A paper presented this month at the Architectural Support for Programming Languages and Operating Systems (ASPLOS) conference in Atlanta describes how four images were successfully encoded into DNA snippets. More significantly, the researchers were able to reverse the process and perfectly retrieve the images without losing a single byte of information.
The images, which are encoded as a string of 0’s and 1’s, are converted into a string of A’s, C’s, T’s and G’s—the bases that pair to form DNA. A DNA molecule with that sequence is then chemically synthesized and dried out for storing with billions of other molecules.

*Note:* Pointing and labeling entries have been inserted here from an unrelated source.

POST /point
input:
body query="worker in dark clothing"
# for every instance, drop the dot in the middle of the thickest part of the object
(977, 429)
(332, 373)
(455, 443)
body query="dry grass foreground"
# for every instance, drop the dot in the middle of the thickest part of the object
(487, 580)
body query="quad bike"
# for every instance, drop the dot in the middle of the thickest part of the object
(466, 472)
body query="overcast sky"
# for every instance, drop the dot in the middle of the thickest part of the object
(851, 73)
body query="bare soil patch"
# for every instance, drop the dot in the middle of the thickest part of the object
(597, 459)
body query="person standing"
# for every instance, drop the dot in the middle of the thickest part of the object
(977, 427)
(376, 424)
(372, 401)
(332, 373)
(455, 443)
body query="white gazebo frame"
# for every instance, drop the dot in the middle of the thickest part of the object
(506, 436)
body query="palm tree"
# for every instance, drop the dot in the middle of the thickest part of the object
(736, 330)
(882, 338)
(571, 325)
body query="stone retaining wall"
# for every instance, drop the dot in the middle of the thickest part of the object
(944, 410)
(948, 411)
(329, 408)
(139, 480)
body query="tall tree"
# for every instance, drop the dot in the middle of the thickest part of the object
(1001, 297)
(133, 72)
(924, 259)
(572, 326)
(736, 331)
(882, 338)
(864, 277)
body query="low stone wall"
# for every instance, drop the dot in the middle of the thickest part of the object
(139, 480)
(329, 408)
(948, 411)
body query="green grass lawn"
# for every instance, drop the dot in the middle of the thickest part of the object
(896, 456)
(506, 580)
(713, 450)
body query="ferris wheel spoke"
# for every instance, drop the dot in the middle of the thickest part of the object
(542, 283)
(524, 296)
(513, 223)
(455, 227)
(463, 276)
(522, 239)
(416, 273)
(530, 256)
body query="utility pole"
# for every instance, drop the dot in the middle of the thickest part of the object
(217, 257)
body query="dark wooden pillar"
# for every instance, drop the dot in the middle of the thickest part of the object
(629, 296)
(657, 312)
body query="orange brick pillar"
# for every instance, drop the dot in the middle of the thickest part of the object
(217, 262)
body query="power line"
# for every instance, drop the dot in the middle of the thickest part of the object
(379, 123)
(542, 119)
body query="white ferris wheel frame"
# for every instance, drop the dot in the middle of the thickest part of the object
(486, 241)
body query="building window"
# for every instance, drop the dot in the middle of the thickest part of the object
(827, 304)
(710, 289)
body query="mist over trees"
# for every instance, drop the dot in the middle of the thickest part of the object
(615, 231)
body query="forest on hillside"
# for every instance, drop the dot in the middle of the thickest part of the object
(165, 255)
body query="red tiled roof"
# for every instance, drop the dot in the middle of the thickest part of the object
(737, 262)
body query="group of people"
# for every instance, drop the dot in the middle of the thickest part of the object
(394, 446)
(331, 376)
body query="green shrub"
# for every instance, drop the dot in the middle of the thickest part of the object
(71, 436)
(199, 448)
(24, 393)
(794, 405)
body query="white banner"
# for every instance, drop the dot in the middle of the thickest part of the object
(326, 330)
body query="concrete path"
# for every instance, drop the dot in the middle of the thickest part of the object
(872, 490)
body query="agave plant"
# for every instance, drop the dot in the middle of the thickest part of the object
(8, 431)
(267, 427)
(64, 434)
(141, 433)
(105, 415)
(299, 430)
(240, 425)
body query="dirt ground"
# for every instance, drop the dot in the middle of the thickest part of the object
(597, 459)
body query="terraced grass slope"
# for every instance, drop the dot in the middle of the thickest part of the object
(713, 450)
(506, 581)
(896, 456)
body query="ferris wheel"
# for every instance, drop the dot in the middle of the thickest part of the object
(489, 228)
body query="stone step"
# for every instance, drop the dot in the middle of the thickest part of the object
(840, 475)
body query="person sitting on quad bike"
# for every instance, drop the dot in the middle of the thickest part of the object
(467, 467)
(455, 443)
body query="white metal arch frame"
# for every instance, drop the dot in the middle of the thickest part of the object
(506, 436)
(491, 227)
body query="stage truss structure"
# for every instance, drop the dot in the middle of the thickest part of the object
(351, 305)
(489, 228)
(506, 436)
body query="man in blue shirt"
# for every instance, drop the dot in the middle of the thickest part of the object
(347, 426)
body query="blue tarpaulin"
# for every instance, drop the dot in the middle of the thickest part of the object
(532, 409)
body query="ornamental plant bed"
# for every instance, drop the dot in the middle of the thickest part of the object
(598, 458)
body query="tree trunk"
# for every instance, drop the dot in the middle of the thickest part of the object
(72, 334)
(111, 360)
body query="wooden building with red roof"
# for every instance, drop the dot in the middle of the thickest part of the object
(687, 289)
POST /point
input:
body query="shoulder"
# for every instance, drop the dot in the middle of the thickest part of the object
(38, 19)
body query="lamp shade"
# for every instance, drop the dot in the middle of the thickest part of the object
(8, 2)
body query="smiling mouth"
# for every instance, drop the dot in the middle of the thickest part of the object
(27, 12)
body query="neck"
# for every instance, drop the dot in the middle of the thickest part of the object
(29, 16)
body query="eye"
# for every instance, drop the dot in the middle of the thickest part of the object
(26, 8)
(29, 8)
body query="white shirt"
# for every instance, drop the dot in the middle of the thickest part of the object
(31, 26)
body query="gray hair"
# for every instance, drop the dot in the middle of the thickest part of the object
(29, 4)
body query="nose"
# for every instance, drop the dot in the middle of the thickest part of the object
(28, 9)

“This works for any digital data, not just images,” says Luis Ceze, an associate professor of electrical engineering at the University of Washington and one of the authors of the study. “We used images because images and video tend to take lots of storage space.”Digital data—including videos, photos and text—collected by devices is expected to hit 44 trillion gigabytes by 2020. At its current rate, the world is producing more data than the capacity to store it. Ceze and his colleagues believe DNA could be the solution to this problem.

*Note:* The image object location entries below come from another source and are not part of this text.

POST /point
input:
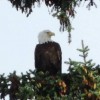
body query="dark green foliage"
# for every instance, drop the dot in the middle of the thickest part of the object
(62, 9)
(82, 82)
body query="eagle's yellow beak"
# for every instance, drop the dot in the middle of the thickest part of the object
(51, 34)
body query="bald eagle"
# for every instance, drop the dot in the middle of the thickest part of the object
(48, 55)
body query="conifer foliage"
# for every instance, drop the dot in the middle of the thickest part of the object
(81, 82)
(63, 10)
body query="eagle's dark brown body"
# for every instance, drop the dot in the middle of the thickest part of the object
(48, 57)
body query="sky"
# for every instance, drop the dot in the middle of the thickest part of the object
(18, 35)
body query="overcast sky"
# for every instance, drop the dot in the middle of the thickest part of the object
(18, 35)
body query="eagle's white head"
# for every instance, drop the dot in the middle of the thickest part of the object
(45, 36)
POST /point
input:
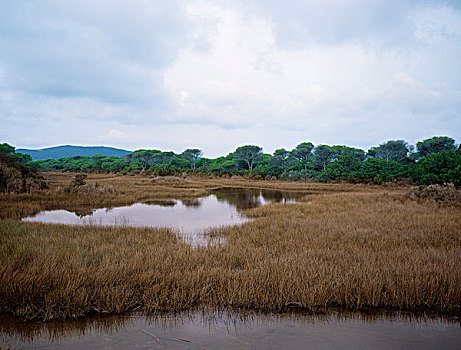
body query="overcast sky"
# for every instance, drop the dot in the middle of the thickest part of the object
(215, 75)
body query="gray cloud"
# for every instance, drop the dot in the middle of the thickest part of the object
(218, 74)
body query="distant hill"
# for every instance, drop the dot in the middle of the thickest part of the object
(70, 151)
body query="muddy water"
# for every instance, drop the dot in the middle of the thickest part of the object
(189, 217)
(248, 331)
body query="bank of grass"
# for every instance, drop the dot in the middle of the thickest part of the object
(130, 189)
(354, 247)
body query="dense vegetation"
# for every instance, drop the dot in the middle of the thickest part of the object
(434, 160)
(15, 174)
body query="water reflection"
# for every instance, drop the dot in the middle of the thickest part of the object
(253, 198)
(239, 330)
(190, 218)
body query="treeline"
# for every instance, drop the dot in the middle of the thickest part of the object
(16, 175)
(434, 160)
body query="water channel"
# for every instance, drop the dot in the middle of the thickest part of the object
(211, 330)
(236, 331)
(190, 218)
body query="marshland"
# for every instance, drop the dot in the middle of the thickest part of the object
(349, 246)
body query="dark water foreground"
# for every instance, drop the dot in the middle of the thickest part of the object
(236, 331)
(189, 217)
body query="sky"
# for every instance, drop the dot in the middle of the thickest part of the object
(215, 75)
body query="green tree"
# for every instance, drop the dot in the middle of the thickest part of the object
(441, 167)
(435, 144)
(192, 155)
(378, 170)
(280, 161)
(393, 150)
(303, 152)
(6, 148)
(248, 155)
(323, 155)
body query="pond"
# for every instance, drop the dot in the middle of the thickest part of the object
(190, 218)
(236, 331)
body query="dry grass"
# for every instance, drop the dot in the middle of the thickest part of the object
(351, 246)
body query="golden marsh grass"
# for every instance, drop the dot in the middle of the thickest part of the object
(348, 246)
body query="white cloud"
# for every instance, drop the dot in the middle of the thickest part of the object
(218, 74)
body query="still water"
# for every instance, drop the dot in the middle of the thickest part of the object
(190, 218)
(241, 331)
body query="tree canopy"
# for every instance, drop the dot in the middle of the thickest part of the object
(437, 160)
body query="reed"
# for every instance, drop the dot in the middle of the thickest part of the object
(348, 246)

“It’s very dense and with the right storage conditions, DNA can be extremely long-lasting,” Georg Seelig, an associate professor at the University of Washington and co-author of the study, tells Newsweek. “However, reading and writing DNA is still very slow, so it’s good for applications where you want to keep information around for a long time but not access it often.”
Ceze adds: “DNA also never becomes obsolete, unlike that old dusty floppy disk at the bottom of your drawer.”
The team from the University of Washington are one of only two groups in the U.S. to have demonstrated the ability to perform “random access” to identify and retrieve data from DNA. Before this can be rolled out on a significant scale, however, the cost of synthesizing DNA—or writing it—for this purpose needs to be reduced, and the efficiency improved.
Both Ceze and Seelig agree that if the right incentives are in place, this could easily be achieved and sprawling data centers could become a thing of the past.